Le chef du bureau local était prêt à retourner toute la ville pour retrouver le gosse qui avait assassiné un de ses hommes de sang-froid. Deacon savait qu’il devrait bien organiser ses arguments avant de proposer une théorie alternative, en ce moment.
— Et le couteau qui a servi à tuer Pope ?
— D’après Adam, il correspond à la description que lui a donnée Greg. La petite brute paradait dans tout le lycée avec ce couteau. Il s’est vanté de l’avoir volé dans une boutique d’équipements sportifs.
— Ce sera facile à vérifier. Si c’est effectivement le couteau du gamin, et pas une coïncidence, comment le tueur aurait-il mis la main dessus ?
— Bonne question. Aucune idée. Je vois peut-être des conspirations là où il n’y en a pas.
Bishop secoua la tête.
— Sauf que Pope était un ancien des forces spéciales et il n’aurait pas dû se faire surprendre. Alors, si c’était notre tueur, comment s’y est-il pris ? Comment a-t-il réussi à descendre Pope ?
— Il lui a peut-être d’abord tiré dessus, comme il l’a fait avec l’adjointe du shérif du comté de Butler. Ou encore il l’a drogué.
Deacon ressortit son téléphone.
— J’envoie un SMS à Washington pour qu’elle procède à une analyse toxicologique sur Pope.
— Ce n’était peut-être pas ce fameux gamin. Nous savons que Stone, Keith et Jeremy sont hors de cause, parce que nous étions avec eux au même moment. Ça nous laisse Combs ou celui qui se trouvait dans la cave des O’Bannion.
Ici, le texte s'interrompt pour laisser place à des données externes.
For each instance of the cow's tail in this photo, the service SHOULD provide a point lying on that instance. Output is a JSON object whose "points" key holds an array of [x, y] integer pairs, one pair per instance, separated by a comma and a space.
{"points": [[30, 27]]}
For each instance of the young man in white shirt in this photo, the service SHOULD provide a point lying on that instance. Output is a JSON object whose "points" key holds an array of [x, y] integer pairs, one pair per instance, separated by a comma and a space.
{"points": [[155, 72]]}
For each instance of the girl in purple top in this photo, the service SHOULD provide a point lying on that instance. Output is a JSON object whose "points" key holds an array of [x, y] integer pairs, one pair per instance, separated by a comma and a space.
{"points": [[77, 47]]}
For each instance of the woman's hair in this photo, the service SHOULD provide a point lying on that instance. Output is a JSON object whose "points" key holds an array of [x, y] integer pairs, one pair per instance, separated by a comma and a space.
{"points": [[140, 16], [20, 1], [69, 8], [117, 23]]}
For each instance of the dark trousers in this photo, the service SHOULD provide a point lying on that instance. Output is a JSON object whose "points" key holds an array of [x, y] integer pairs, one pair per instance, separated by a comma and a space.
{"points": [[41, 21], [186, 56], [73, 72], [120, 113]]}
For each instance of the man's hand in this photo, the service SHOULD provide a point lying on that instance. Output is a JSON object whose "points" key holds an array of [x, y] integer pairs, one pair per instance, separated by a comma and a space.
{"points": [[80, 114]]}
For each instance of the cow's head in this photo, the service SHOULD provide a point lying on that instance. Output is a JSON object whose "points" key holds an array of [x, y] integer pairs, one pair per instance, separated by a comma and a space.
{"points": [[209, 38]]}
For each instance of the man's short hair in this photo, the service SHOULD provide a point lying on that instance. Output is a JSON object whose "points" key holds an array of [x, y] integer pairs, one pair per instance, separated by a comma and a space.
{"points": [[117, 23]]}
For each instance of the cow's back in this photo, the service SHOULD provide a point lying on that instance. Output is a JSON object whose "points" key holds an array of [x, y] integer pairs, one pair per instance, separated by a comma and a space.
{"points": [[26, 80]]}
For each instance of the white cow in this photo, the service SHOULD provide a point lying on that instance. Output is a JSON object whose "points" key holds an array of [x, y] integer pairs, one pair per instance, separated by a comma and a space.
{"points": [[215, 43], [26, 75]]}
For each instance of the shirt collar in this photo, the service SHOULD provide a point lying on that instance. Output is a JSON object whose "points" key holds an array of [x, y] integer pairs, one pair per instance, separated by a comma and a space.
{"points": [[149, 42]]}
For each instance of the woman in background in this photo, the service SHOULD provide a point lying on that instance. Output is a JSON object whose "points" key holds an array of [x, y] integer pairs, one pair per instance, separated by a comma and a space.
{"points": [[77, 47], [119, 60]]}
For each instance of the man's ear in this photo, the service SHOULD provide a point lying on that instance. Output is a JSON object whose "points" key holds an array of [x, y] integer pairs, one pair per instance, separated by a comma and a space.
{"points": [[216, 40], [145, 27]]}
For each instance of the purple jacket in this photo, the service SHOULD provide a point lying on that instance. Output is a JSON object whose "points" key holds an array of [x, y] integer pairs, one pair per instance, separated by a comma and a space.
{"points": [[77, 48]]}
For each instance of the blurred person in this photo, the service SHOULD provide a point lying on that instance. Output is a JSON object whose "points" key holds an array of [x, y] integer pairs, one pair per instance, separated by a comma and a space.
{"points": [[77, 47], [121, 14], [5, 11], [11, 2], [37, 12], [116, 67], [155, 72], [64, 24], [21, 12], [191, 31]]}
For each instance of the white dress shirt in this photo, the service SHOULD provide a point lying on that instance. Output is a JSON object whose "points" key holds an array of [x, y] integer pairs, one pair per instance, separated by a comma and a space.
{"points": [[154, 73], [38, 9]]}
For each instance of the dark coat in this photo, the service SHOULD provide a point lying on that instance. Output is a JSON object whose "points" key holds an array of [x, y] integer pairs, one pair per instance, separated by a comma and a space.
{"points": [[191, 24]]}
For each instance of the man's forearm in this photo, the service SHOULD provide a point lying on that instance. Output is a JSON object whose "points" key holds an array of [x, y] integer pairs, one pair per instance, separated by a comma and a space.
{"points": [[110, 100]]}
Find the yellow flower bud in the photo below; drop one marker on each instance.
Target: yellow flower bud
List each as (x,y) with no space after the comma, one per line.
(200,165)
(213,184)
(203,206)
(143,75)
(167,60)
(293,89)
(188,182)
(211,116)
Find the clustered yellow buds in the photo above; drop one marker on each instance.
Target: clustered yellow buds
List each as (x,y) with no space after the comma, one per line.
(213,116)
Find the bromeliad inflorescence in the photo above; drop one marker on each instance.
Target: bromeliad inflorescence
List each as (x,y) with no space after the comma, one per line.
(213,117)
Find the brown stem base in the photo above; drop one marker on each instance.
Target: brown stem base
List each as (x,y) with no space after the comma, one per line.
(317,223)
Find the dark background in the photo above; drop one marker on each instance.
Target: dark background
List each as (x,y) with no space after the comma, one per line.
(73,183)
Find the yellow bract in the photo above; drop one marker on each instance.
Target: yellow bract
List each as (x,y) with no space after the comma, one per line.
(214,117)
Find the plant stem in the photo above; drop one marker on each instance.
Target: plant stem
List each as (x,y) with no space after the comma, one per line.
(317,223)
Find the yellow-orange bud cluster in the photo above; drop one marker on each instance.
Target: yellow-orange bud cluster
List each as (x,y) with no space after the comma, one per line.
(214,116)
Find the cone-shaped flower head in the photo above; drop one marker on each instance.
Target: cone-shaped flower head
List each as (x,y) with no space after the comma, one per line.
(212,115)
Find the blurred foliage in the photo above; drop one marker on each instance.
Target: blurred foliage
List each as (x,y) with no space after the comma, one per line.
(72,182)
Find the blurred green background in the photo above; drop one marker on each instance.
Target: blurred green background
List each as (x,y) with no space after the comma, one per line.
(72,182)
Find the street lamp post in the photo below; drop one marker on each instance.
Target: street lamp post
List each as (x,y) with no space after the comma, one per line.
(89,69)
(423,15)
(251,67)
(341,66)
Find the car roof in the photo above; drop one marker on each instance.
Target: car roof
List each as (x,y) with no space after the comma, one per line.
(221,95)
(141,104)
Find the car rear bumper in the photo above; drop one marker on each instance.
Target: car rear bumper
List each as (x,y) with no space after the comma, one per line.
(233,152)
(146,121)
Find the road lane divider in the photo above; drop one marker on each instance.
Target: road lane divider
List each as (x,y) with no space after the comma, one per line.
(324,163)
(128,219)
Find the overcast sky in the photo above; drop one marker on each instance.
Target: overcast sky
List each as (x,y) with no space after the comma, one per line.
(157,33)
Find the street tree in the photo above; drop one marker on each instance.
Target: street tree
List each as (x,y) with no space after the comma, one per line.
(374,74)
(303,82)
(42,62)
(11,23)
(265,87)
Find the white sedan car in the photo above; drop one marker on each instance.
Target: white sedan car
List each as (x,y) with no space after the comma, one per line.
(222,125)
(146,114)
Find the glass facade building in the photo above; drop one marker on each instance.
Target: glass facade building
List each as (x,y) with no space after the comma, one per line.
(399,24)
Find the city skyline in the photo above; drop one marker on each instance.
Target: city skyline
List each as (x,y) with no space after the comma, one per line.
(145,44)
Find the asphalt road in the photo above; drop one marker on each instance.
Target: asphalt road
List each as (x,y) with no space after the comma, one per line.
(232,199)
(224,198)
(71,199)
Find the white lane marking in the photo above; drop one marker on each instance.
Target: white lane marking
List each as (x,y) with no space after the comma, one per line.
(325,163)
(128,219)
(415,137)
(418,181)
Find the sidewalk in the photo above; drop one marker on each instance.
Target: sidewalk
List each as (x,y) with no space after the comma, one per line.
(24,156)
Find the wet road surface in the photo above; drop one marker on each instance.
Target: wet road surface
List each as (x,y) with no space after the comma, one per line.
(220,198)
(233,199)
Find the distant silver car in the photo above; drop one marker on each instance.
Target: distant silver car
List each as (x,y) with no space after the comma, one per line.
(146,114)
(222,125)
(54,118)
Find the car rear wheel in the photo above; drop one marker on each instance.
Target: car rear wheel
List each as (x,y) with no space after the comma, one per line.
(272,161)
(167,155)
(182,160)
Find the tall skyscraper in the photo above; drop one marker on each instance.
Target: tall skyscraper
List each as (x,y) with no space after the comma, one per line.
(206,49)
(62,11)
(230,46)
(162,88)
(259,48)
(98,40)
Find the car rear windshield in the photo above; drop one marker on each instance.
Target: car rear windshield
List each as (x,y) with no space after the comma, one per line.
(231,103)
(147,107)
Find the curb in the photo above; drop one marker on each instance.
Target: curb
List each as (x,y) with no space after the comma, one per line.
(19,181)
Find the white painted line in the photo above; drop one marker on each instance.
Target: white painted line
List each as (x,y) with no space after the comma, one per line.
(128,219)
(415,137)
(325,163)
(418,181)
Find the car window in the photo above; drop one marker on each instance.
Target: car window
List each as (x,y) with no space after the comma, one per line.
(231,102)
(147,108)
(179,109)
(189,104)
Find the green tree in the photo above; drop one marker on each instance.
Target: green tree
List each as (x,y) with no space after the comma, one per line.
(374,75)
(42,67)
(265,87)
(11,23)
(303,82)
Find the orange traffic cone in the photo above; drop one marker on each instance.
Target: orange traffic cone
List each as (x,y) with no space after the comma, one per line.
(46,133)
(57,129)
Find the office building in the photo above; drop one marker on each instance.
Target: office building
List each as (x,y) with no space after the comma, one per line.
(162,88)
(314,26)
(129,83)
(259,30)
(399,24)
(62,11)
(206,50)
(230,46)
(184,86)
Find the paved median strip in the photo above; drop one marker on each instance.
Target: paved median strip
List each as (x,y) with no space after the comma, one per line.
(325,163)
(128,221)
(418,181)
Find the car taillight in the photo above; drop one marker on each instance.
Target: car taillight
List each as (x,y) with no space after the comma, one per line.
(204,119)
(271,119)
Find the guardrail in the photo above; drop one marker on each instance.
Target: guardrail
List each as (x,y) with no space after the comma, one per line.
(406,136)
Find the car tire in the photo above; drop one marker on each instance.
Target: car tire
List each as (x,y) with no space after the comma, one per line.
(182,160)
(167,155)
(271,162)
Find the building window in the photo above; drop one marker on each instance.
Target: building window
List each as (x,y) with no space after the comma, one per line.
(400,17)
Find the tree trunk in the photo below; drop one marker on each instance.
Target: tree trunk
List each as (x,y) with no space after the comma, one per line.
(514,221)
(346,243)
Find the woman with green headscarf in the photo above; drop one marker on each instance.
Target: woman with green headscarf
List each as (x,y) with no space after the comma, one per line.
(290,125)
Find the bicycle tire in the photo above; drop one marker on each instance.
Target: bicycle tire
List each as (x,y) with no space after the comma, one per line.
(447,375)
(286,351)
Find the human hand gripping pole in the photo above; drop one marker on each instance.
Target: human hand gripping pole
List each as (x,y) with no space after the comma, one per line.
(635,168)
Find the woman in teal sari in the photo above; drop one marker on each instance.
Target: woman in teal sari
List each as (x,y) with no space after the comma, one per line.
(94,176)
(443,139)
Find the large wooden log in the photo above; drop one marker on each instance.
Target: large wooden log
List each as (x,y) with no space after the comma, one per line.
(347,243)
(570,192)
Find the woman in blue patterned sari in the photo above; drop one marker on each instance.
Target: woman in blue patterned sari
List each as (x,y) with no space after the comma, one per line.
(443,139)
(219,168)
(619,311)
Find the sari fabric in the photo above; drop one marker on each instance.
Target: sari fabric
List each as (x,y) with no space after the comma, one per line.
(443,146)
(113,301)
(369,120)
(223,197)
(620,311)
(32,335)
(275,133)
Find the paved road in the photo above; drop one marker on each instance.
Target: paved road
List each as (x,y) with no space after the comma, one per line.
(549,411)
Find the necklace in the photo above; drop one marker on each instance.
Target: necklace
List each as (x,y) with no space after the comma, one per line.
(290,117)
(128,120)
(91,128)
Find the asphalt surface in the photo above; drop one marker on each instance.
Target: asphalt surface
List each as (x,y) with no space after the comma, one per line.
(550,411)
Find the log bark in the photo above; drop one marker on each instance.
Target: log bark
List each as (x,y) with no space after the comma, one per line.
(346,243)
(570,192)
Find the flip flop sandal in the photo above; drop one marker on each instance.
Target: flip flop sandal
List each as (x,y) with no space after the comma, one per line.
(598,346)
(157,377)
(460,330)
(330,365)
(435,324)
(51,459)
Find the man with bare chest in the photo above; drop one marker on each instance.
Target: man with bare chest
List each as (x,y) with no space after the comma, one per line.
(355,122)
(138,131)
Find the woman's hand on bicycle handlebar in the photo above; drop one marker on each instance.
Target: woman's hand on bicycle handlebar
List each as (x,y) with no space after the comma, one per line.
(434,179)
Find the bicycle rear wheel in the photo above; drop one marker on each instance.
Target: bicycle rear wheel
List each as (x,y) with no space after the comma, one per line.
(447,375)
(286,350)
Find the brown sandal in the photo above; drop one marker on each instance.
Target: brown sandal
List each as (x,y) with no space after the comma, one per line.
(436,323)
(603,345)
— Qui n’était pas Jordan, parce que son alibi tient la route. Ni Jeremy, parce que ses empreintes ne correspondent pas. Mais ça peut toujours être Stone ou Keith, énuméra Deacon en fronçant les sourcils. Ça ressemble à un putain de puzzle.
— Et il y a toujours Herbie Trois. Voire un M. X. Et nous ne pouvons pas oublier la femme qui a rencontré Herbie au faux bureau de Maguire and Sons. Ça peut très bien être une femme qui a tiré sur Faith de la fenêtre du fourgon, sur le pont de Miami. Si notre tueur n’agit pas seul, son complice est peut-être une elle plutôt qu’un lui. Quoi qu’il en soit, nous cherchons quelqu’un qui a squatté la maison depuis des années, qui est un bon bricoleur et un tireur d’élite.
— Et qui est assez costaud pour traîner le type de la compagnie d’électricité sur toute la longueur de la maison des O’Bannion, ajouta Deacon. Il doit aussi être assez qualifié pour pouvoir effectuer des sutures comme un médecin et embaumer comme un entrepreneur de pompes funèbres. Et, par-dessus tout, il doit avoir accès à ce satané testament.